J’arrêtai les débats qui s’annonçaient stériles :

– Avançons les enfants, pour l’instant je vous propose d’écouter ce que GIEC essaie de nous dire. Ensuite, nous prendrons le temps d’en discuter. Poursuis, s’il te plaît : quelle est votre deuxième conclusion ?

– Nous avons fait le tour du monde et observé un étrange phénomène : beaucoup d’adultes responsables d’entreprises disent faire tout leur possible pour réduire leurs émissions de carbone.
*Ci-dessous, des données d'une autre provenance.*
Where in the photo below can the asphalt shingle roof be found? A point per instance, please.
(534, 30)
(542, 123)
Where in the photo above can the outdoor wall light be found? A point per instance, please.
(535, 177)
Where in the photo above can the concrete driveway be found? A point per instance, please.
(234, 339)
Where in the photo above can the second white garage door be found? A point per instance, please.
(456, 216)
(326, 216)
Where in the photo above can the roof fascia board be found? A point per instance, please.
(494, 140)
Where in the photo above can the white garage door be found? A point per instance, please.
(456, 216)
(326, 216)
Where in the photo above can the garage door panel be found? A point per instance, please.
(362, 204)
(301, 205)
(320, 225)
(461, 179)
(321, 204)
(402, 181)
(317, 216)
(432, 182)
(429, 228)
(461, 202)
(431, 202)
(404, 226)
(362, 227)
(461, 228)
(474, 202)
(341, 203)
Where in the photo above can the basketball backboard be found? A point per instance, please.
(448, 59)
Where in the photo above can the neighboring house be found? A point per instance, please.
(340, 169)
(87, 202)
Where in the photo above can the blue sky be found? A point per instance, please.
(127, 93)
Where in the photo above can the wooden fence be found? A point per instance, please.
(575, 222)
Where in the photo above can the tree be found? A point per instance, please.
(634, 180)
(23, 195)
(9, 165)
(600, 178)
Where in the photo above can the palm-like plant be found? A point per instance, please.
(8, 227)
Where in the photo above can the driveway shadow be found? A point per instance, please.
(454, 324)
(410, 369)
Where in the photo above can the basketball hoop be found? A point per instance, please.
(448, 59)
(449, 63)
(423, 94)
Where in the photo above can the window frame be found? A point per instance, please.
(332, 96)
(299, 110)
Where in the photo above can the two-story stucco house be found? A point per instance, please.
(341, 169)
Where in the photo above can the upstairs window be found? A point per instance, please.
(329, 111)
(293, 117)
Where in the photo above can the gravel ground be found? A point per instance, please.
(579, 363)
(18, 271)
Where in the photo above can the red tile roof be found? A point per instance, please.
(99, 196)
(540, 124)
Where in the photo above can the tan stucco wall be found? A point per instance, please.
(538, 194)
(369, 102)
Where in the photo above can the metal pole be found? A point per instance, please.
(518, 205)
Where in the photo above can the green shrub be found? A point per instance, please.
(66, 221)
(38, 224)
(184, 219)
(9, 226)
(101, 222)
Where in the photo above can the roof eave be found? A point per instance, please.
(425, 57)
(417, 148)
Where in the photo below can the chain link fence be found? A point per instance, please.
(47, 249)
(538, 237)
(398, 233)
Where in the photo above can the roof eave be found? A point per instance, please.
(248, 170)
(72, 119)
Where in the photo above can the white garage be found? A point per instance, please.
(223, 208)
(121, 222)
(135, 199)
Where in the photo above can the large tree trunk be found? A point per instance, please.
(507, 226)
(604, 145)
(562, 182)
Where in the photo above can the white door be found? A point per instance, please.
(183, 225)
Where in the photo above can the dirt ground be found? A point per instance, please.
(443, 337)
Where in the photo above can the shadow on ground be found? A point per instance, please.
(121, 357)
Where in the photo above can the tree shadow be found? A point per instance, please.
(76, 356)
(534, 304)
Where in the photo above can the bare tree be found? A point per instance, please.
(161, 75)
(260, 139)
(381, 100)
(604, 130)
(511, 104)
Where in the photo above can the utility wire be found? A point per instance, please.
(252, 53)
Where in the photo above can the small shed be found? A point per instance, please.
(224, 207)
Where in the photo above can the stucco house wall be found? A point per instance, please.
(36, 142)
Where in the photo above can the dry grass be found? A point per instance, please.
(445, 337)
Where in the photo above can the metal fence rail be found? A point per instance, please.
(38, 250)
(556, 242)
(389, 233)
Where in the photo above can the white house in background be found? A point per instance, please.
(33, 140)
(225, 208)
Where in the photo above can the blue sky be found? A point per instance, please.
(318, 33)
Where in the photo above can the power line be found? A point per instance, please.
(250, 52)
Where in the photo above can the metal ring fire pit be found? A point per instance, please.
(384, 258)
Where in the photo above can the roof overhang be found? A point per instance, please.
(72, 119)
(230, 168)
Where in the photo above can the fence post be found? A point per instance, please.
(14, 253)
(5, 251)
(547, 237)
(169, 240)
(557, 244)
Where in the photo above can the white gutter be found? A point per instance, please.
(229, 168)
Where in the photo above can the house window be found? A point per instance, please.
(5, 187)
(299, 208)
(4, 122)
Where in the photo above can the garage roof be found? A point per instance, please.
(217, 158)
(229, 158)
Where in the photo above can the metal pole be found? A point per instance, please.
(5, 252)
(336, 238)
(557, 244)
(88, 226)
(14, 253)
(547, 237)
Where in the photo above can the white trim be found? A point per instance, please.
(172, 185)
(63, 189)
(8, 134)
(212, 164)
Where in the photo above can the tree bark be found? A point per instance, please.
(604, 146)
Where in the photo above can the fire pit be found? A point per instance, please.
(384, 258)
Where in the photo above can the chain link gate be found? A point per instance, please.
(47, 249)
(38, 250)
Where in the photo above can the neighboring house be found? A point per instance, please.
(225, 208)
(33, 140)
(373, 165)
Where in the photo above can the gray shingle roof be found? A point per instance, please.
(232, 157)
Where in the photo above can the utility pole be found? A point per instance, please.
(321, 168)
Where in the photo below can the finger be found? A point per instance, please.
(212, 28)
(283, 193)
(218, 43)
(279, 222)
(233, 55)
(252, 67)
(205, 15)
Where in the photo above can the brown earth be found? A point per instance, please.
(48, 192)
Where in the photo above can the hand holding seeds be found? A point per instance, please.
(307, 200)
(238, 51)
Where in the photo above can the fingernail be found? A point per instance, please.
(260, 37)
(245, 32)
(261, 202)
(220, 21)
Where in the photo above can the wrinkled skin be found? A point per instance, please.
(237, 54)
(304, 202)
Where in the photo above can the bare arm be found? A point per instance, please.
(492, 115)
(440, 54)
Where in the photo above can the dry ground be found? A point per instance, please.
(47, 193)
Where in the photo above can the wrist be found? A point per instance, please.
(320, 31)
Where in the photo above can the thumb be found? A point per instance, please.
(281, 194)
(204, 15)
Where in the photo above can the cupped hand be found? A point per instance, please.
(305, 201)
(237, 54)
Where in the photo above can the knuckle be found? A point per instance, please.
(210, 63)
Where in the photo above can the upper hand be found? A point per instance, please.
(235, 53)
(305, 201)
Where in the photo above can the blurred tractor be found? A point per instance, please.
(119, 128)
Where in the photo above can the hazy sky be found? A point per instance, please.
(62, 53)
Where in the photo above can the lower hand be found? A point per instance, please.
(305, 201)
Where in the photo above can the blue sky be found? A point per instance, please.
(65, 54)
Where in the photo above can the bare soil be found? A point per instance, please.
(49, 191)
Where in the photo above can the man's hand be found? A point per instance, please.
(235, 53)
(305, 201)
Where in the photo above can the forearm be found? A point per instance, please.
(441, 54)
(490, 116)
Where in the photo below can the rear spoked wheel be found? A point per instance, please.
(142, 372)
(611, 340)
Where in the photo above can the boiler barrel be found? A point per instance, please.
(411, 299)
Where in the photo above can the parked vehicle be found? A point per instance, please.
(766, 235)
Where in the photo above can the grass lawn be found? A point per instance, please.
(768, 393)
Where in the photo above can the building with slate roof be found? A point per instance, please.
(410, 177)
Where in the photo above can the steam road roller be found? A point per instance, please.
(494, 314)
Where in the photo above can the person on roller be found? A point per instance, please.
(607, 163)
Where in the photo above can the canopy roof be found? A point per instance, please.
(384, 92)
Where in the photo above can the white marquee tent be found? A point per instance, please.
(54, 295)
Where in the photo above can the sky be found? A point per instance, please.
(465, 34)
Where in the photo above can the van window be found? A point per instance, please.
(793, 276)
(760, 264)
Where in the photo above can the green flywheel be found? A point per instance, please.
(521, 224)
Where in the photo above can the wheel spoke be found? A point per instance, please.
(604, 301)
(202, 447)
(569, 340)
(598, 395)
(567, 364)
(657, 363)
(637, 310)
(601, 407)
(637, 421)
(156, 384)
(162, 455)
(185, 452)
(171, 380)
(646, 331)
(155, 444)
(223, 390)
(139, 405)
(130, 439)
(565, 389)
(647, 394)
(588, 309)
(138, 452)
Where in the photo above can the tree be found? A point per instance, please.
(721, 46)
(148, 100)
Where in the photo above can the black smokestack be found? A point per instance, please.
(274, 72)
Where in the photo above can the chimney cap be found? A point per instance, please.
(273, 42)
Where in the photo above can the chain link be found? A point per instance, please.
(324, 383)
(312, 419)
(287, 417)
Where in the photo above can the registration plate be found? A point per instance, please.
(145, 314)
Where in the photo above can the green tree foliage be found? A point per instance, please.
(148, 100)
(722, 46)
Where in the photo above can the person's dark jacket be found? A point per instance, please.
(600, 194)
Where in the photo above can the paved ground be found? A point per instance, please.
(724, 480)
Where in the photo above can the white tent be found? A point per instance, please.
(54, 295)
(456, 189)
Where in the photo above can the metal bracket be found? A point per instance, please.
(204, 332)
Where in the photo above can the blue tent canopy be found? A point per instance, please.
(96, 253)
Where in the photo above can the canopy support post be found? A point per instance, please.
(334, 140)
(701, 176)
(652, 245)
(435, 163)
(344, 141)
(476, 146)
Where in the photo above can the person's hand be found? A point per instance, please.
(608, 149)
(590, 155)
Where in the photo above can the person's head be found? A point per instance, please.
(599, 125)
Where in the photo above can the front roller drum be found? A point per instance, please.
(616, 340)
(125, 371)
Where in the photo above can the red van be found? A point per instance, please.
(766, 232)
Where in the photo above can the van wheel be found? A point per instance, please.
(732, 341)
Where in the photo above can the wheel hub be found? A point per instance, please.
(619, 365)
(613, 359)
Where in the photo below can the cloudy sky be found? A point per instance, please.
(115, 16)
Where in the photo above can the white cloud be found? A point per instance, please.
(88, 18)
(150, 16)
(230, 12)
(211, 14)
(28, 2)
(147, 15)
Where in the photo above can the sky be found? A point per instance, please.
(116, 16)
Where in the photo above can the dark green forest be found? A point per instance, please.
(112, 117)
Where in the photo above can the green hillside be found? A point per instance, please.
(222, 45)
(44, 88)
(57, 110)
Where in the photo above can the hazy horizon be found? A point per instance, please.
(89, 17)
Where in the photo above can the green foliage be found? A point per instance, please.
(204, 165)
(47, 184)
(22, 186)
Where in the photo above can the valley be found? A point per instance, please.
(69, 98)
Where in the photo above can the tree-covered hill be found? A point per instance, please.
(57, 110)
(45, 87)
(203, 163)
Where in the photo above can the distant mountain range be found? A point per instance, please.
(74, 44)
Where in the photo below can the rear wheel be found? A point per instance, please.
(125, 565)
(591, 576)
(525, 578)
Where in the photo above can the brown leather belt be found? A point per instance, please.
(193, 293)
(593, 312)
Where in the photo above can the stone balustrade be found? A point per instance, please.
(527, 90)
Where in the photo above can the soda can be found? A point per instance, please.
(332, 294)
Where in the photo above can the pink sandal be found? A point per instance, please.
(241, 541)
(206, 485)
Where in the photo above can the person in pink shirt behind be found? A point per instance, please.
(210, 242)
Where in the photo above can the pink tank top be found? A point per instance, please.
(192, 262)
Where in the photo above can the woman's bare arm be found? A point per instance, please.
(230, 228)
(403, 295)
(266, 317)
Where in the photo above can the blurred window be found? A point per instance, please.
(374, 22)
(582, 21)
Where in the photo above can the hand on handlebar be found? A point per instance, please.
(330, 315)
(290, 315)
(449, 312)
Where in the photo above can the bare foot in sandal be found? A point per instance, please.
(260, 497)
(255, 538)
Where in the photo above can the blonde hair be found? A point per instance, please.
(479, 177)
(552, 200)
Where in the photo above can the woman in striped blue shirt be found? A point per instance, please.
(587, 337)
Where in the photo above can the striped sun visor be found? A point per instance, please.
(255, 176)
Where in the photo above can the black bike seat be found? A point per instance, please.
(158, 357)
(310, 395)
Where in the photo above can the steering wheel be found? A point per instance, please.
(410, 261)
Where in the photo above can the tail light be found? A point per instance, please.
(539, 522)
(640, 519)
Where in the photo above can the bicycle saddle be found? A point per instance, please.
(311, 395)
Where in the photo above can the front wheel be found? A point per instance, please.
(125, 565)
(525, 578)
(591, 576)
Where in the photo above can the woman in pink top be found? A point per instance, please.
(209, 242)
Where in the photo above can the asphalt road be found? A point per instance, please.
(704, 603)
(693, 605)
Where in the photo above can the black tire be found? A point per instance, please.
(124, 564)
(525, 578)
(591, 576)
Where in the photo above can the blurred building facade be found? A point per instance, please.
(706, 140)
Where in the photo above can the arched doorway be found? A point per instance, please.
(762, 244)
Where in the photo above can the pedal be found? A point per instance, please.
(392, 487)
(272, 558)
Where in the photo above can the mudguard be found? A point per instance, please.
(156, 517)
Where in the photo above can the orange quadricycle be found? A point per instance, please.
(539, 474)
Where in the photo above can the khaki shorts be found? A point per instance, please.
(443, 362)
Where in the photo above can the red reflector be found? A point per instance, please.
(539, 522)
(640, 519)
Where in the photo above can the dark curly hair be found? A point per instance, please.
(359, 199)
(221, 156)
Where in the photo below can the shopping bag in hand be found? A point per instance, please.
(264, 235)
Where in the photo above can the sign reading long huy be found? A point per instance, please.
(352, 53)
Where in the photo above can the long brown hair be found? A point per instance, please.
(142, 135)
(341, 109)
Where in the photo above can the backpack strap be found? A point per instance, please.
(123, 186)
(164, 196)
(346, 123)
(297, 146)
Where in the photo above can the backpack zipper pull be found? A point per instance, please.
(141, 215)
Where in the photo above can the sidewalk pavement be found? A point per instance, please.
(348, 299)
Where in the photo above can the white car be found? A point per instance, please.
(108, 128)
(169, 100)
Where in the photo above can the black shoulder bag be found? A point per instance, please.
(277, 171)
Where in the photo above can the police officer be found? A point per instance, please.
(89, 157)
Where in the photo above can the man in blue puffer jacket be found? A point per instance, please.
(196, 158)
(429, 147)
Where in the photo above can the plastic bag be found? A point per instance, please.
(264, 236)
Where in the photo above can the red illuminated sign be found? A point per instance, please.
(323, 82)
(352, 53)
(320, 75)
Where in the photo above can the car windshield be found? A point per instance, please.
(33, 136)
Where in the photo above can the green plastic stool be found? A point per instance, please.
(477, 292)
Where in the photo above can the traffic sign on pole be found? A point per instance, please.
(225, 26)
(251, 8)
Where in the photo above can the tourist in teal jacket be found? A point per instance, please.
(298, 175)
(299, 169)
Sur le coup, nous nous sommes sentis moins seuls, enfin une bonne nouvelle ! Mais nous avons vite déchanté : ils ne réduisent rien du tout, ils « compensent ».

– Ça veut dire quoi ? demanda NAIF.

– Ça veut dire qu’ils continuent à polluer d’un côté tout en plantant des arbres de l’autre, par exemple.

– C’est débile, ça ne résout rien ! s’exclama PROVOC.

– Si, leur image de marque, ricana CYNIC. Tout en achetant le droit à polluer et en se donnant bonne conscience. Très malin…

– Ouaip, c’est du greenwashing, s’énerva PESSIM.

– Alors, aucun espoir vraiment du côté des adultes ? questionna POSIT.

– Il faut relativiser, tempéra GIEC. Une « roadmap zéro carbone », c’est déjà un début, surtout pour celles qui compensent l’incompressible.

– Traduction ?

– Parfois, les entreprises n’ont pas le choix, se transformer à court terme leur demanderait trop d’investissement en temps et en argent.

– Bon, ça, c’est les autres, mais nous, on fait quoi ? s’impatienta PRAGMAT.

– On construit une vision, et on se fixe des objectifs de développement durable. Vous êtes d’accord, Père Noël ?

Tous les yeux se tournèrent vers moi. Pour être franc, je n’avais pas tout compris et je me sentais un peu dépassé. Et fatigué. Le chantier qui nous attendait me semblait une montagne que je me sentais incapable d’escalader seul. 

Mais seul, je ne l’étais pas. 

– D’accord, je vous suis. Pardon… je veux dire : je suis partant pour vous guider. 

Les « hourra », « vive le Père Noël », « On va sauver les enfants » fusèrent.  Leur enthousiasme me redonna confiance. Au risque de perdre un peu de mon aura de Père Noël omniscient, j’osai questionner notre désormais nouvel expert en transition écologique.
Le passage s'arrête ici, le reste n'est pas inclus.